I’m pretty sure this is only one line:
func foo() throws { try foo(bar: default()) }
I’m pretty sure this is only one line:
func foo() throws { try foo(bar: default()) }
In that case, then, I think it'll be incumbent upon you to provide the concrete data necessary to convince your readers that this will be of widespread benefit. I, for one, am unconvinced at the moment.
Your example, for instance, shows the error being propagated from a sign-in routine through each database operation, and from there it is surfaced to the user from UI code. Based on that design, the same sign-in error would have to be handled independently by each routine in UI code. This doesn't sound like a very common design pattern, and I'd like to see evidence of its widespread use.
In that case, then, I think it’ll be incumbent upon you to provide the concrete data necessary to convince your readers that this will be of widespread benefit. I, for one, am unconvinced at the moment.
In the case that this becomes a proposal in the Swift 5 window, it will be incumbent on the proposal author(s) to demonstrate that. But I’m unconvinced we’re in that case, given that we lack a proposal or an author and the thread is a few days old. Who knows?
Your example, for instance, shows the error being propagated from a sign-in routine through each database operation, and from there it is surfaced to the user from UI code.
The problem in fact arises because of recursively composing functions that take a similar argument, having an obvious default value that may go wrong at runtime. How wide that intersection is, is a reasonable debate. But I would suggestion function composition, similar arguments, default values, and things that go wrong at runtime are individually “widely used”, so on a prima facie basis I think we’ve cleared the bar to do some design work.

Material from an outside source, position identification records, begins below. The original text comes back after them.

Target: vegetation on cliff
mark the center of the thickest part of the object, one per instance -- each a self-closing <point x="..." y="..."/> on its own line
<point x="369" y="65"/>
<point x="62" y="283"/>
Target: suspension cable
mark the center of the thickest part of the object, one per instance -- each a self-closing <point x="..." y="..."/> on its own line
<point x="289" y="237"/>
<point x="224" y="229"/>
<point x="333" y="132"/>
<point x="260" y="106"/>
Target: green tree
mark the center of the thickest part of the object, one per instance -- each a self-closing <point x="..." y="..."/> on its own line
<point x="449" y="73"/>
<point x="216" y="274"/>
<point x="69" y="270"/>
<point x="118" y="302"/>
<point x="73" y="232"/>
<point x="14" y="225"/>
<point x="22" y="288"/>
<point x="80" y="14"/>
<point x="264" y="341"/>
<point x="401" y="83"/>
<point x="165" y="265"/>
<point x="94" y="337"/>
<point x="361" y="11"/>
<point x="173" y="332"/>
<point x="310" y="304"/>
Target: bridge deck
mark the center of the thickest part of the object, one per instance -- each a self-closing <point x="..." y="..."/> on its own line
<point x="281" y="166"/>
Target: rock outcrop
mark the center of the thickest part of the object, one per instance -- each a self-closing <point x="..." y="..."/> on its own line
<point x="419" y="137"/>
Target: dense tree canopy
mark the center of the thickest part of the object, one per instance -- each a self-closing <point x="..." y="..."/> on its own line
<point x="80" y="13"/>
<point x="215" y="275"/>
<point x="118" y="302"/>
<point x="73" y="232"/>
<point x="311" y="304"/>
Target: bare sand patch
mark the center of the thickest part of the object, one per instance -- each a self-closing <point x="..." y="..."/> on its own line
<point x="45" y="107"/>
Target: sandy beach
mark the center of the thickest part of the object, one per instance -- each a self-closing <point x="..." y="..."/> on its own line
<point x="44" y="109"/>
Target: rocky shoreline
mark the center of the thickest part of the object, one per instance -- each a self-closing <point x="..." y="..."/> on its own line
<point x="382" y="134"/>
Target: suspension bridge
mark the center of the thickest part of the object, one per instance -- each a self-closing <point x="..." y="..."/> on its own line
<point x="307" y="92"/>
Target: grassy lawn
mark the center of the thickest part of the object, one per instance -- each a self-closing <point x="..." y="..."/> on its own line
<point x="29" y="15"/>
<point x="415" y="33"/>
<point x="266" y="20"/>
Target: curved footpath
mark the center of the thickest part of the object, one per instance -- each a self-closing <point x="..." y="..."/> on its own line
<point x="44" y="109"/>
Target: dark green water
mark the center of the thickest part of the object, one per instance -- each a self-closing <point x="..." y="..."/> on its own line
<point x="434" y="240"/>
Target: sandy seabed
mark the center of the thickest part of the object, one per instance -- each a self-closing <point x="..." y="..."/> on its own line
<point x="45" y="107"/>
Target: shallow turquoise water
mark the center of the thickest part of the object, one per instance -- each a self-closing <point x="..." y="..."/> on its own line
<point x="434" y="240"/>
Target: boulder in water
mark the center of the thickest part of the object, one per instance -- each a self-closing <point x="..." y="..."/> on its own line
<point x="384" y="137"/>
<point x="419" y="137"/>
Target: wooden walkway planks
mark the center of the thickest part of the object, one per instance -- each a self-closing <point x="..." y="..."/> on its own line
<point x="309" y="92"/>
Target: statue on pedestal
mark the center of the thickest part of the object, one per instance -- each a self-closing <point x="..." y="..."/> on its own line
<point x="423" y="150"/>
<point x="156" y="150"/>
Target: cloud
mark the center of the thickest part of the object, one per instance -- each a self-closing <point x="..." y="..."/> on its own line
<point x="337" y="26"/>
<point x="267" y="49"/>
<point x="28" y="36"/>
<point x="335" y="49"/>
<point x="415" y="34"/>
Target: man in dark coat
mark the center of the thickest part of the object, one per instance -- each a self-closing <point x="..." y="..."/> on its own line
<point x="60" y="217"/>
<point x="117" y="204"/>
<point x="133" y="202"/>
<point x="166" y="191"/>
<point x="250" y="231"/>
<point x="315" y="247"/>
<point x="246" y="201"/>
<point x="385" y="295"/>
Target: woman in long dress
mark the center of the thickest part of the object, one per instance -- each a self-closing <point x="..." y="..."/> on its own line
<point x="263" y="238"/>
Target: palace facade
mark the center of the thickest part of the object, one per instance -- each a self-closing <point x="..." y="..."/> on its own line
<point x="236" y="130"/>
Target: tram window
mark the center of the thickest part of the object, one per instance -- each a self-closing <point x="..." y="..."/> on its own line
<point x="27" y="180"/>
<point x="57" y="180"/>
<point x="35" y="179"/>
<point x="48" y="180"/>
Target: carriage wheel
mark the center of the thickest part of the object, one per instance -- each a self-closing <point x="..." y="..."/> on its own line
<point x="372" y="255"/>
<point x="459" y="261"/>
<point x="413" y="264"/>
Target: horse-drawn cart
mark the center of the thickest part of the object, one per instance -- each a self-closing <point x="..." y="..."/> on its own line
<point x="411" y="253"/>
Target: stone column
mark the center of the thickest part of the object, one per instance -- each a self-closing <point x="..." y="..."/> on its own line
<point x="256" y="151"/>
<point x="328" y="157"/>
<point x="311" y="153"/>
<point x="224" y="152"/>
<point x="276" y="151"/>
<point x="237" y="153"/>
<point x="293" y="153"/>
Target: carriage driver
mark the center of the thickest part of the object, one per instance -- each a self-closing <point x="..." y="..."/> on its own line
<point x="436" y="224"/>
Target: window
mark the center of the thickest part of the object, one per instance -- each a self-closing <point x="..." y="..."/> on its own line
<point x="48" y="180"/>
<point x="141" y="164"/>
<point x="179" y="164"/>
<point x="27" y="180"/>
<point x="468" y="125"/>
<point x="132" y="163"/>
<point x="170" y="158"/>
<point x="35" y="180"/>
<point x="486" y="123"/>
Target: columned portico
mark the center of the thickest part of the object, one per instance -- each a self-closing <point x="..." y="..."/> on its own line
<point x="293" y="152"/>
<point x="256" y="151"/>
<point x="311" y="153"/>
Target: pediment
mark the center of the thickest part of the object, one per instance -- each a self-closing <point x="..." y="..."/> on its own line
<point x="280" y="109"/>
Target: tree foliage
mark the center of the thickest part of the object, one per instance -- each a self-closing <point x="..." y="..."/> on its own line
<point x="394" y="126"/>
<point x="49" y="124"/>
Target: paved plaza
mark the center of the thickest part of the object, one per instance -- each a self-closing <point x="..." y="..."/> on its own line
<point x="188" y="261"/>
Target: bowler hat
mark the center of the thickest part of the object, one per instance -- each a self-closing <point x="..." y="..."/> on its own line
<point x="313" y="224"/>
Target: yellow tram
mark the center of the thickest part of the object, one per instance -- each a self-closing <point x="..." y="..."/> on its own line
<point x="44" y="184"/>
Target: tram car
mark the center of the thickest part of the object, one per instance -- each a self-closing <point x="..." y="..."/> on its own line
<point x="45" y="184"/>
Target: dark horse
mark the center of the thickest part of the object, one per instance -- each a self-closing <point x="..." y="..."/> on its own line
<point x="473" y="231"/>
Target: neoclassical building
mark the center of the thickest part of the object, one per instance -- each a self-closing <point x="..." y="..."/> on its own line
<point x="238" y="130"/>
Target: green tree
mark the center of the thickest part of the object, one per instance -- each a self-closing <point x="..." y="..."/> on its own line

Reviving an old thread. I spoke to some compiler engineers over beer about this and the problem with overloads (and the reason default arguments aren't implemented with them) is combinatorial explosion. Basically, an overload is a distinct function (e.g. with a distinct implementation) and so if we were to generate an overload for each set of arguments we would be producing a large binary. Meanwhile, there is a lot of pressure to keep binary sizes small on iOS, e.g. see recent work on -Os
.
Default arguments, on the other hand, are done in the caller. (I think; there may be a thunk or something on -O0
builds but on -O
it gets inlined into the caller.) The result is that we have a single function body regardless of the argument combinations, and although callers pay some cost to call, it's only paid for combinations that are actually used, which is generally fewer than the semantics support. This is also the underlying reason why assigning a function to a closure variable "collapses" it into the version without default arguments, that version is the only one and the default arguments are a sugar on top (that is not currently supported for closures but arguably ought to be). Anyway.
Due to the combinatorial explosion, solutions along the line of defining implicit overloads for throws / nonthrows will not be viable. The "right" implementation is along the lines of what I originally proposed, e.g. to extend the default arguments model, which is to inline the arguments calculation (and therefore a try
) into callers.
I personally think this is reasonable. There's no syntactic change to the language, just a semantic one that says default argument expressions can throw if the function already throws. (I'd be careful around rethrows
when writing up a formal proposal, though.)